Convicted Colombian-Venezuelan serial rapist and child murderer

Levith Aldemar Rua Rodríguez (born October 14, 1987), known as The Beast from the Slaughterhouse and The Monster from the Sixth Entry, is a Colombian-Venezuelan former policeman, serial rapist and murderer.

He committed more than a dozen rapes and sexual assaults in the Caribbean region, in addition to killing Gabriela Romero, a business student studying at SENA.

Rúa is known to have been active in various places along the Caribbean Coast, including: Barranquilla, Soledad, Malambo, Valledupar, Cesar, Sincelejo, Sucre and others.

On March 22, 2019, he was sentenced to 37 years imprisonment for raping a minor, which he is serving at the Maximum and Medium Security Prison in Valledupar.

== Background ==
A native of Ponedera, Rúa joined the ranks of the Colombian Police between 2008 and 2010. He was attached at the Cesar Department, where he served as a patrolman. In 2010, he was found guilty of raping and assaulting a woman in Valledupar, for which he served a 7-year prison sentence. He served the sentence in the Maximum and Medium Security Prison, known commonly as "La Tramacúa", where he shared a cell with serial killer Luis Garavito, whom, according to the Office of the Attorney General of Colombia, kidnapped, raped, tortured and murdered at least 172 children across the country.

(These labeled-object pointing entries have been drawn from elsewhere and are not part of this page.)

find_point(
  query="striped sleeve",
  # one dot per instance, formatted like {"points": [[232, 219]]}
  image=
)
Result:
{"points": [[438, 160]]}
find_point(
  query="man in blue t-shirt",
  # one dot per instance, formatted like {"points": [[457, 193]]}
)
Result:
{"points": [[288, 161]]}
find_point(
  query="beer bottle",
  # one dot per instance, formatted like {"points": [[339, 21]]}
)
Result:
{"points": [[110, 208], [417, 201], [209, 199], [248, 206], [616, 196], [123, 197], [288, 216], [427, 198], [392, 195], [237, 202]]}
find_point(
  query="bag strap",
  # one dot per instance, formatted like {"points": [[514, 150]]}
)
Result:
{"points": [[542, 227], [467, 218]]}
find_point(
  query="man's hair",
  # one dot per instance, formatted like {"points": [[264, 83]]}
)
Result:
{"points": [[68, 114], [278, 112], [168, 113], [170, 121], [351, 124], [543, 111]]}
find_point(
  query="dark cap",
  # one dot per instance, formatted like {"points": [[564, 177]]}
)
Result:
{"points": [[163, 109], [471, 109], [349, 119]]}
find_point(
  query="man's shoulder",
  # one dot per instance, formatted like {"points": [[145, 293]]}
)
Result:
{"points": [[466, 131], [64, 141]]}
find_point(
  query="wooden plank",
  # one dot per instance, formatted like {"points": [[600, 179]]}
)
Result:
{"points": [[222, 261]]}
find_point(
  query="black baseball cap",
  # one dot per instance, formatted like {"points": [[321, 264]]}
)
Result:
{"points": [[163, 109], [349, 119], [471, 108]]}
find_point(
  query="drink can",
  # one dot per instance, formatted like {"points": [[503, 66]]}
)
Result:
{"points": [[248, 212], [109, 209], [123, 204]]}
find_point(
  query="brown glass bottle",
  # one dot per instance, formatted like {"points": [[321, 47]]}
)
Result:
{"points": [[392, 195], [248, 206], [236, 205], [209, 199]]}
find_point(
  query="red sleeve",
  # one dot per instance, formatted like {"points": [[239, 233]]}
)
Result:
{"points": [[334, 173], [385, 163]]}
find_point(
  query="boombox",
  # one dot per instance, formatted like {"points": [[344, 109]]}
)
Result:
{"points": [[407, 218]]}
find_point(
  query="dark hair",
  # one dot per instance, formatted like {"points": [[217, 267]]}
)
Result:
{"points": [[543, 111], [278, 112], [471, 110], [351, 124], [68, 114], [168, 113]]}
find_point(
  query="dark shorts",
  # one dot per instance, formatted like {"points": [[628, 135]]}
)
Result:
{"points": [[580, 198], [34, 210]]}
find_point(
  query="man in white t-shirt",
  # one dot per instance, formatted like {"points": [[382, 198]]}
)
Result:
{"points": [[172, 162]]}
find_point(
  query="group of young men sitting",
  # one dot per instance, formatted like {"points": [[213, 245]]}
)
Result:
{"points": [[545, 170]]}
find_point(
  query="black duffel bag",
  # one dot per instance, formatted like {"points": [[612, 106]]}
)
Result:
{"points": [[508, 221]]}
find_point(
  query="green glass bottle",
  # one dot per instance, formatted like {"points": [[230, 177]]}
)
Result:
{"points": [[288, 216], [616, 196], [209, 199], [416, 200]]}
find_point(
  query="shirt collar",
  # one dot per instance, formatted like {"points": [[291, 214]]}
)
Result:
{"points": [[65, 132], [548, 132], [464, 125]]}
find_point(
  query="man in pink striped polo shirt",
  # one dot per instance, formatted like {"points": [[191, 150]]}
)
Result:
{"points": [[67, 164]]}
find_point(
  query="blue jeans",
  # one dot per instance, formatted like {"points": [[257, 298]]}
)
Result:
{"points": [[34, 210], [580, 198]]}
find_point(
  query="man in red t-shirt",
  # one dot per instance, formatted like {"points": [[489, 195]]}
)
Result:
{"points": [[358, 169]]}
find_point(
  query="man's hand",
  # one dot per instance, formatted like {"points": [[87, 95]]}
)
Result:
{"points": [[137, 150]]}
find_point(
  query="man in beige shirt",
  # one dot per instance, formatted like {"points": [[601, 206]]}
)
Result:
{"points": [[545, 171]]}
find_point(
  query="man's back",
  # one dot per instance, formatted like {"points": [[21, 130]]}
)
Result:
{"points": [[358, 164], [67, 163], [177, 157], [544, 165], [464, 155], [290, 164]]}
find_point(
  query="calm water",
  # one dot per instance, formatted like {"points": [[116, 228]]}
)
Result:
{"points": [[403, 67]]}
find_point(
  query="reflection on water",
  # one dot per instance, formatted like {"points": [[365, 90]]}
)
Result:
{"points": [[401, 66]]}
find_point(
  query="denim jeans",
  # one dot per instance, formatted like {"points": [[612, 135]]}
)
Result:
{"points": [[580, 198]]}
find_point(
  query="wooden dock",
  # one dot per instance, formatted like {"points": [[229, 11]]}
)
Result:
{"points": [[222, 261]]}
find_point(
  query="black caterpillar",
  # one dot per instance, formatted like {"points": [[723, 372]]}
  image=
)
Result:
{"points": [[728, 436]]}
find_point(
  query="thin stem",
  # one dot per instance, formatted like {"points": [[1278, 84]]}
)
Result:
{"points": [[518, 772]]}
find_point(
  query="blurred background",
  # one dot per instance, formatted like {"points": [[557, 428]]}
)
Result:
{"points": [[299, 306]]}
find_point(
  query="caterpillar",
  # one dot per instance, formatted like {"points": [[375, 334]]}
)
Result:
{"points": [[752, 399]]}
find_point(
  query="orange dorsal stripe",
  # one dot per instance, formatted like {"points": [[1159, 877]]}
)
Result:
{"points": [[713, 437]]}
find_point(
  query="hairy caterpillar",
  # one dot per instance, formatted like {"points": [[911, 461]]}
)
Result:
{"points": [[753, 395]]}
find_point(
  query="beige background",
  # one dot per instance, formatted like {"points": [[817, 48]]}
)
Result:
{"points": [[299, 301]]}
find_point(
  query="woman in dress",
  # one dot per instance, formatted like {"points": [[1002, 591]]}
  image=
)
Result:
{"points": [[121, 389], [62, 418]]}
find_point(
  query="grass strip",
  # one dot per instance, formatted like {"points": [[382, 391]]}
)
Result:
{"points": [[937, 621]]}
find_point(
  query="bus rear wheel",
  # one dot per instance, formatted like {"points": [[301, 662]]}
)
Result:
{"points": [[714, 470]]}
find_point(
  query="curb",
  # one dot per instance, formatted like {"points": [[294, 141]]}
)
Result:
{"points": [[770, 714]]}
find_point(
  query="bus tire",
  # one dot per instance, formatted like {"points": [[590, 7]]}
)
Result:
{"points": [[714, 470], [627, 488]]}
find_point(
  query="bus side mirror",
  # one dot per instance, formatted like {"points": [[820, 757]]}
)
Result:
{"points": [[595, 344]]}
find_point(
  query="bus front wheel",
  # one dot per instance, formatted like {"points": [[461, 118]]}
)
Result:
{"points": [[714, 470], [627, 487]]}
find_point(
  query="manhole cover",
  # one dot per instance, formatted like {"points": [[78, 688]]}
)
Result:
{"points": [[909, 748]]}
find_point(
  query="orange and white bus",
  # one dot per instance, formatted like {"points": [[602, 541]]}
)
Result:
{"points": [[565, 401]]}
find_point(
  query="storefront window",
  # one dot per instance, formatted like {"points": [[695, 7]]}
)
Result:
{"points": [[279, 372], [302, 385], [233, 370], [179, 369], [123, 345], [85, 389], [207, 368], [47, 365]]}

After serving time, Rúa continued to abuse several women between the ages of 15 and 18, according to police. It is believed that the crimes took place at a hut in Malambo, where furniture, underwear for both sexes, condoms and other items were located. Before his detention, he had raped a Venezuelan woman and murdered Gabriela Romero, a SENA student.

== Modus operandi ==
Rúa's modus operandi consisted of contacting people through social networks, where he offered jobs. He lured the victims to desolate areas, usually full of trees and shrubbery, where he sexually, physically and verbally abused them. Some of the attacks ended with serious injuries, such as fractured jaws and broken teeth due to the severe beatings.

== Murder of Gabriela Romero ==
Gabriela Romero was a SENA student. She was contacted by the former police officer on Facebook, although at first, it appeared that Romero ignored his questions and comments. In the end, however, she was persuaded to start a serious conversation, with the supposed job being her taking care of a child for 800 pesos. After agreeing to the offer, the two met in a shopping center in Barranquilla and left for a wooded area known as "El Tamarindo", in Malambo. This sector was known for its local slaughterhouse, where cattle, buffalo and pigs were butchered. Once they arrived there, Rúa beat, raped and then decapitated Romero.